Le management des coopérations, en tant que conséquence du bouleversement actuel des logiques productives, a une place grandissante dans les missions de l’encadrement. Cette situation prend à contre-pied une large part des cadres dans la mesure où elle bouleverse les représentations managériales les plus courantes et nécessite de recourir à des leviers différents des pratiques habituelles. Il faut en effet accepter en tant que " chef " de ne pas tout maîtriser et réunir les conditions d’une confiance de l’équipe si l’on veut voir émerger des collectifs de coopération.

Vous avez dit "dimension collective de travail" ?
Or, pour beaucoup, la dimension collective du travail reste une zone obscure. La force potentielle des collectifs est souvent apparentée à un risque ou à une difficulté. La dimension individuelle est donc privilégiée. Aussi, même lorsqu’un projet concerne l’ensemble d’une équipe de travail, trop rares sont les démarches qui confient aux collectifs un espace de débat, d’appropriation du projet et de construction de réponses cohérentes avec les difficultés du travail. Pire, la construction du « regard » de nombreux cadres les amène fréquemment à assimiler suggestion alternative et résistance au changement.

Les besoins d’initiatives et de coopérations génèrent donc des pratiques très disparates qui vont du complet contresens aux attitudes les plus adaptées. La pire des postures est le recours à l’injonction. On génère alors une situation littéralement paradoxale : confiance et coopération ne pourront jamais être décrétées, et la sanction collective immédiate en est le « faire semblant » ! A l’autre bout de la palette des contresens se trouve l’idée que management et leadership peuvent se confondre. C’est l’illusion du « patron/copain » à qui l’on pourrait « tout dire ». Deux postures peuvent être à l’origine d’une telle attitude : soit la manipulation, soit la croyance naïve. La manipulation ne fait généralement pas long feu et décrédibilise souvent son auteur pour longtemps. Quant à la croyance en un possible leadership, sauf configuration tout à fait exceptionnelle, elle n’est pas tenable dans la durée : soit le cadre perd la confiance de sa direction à trop vouloir être le porte-parole de son équipe, soit c’est l’inverse qui se produit.

C’est entre pairs que se constituent les collectifs de travail, et même quand le hiérarchique est très proche de son équipe, par exemple parce qu’il partage le même métier, sa position particulière ne peut que le situer à la périphérie du groupe.

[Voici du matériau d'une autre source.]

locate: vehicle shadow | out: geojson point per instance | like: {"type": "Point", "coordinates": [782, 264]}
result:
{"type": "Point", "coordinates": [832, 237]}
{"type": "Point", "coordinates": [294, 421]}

On ne peut en effet être simultanément le hiérarchique et l’égal de ses subordonnés. Ne pas le reconnaître c’est entretenir une ambiguïté potentiellement malsaine dans la mesure où elle risque d’entraîner des clivages au sein de l’équipe entre ceux qui acceptent, voire qui utilisent, ce faux-semblant et ceux qui le refusent.

Réunir les conditions de la confiance et de la coopération requiert du temps
Les pratiques managériales qui peuvent y contribuer sont connues :
  • Echanges d’expériences, 
  • Simulation ou test en temps réel d’un certain nombre d’outils ou de pratiques, 
  • Puis évaluation ou retours d’expérience permettant d’effectuer des réajustements.
D’une façon générale, il convient de faciliter la confrontation des points de vue et d’aider les opérateurs à prendre du recul sur leur propre activité de travail. Il s’agit de développer une organisation souple, d’encourager le développement de l’auto-organisation par les salariés et la concertation (au détriment des procédures prédéfinies) afin de favoriser la création de règles partagées.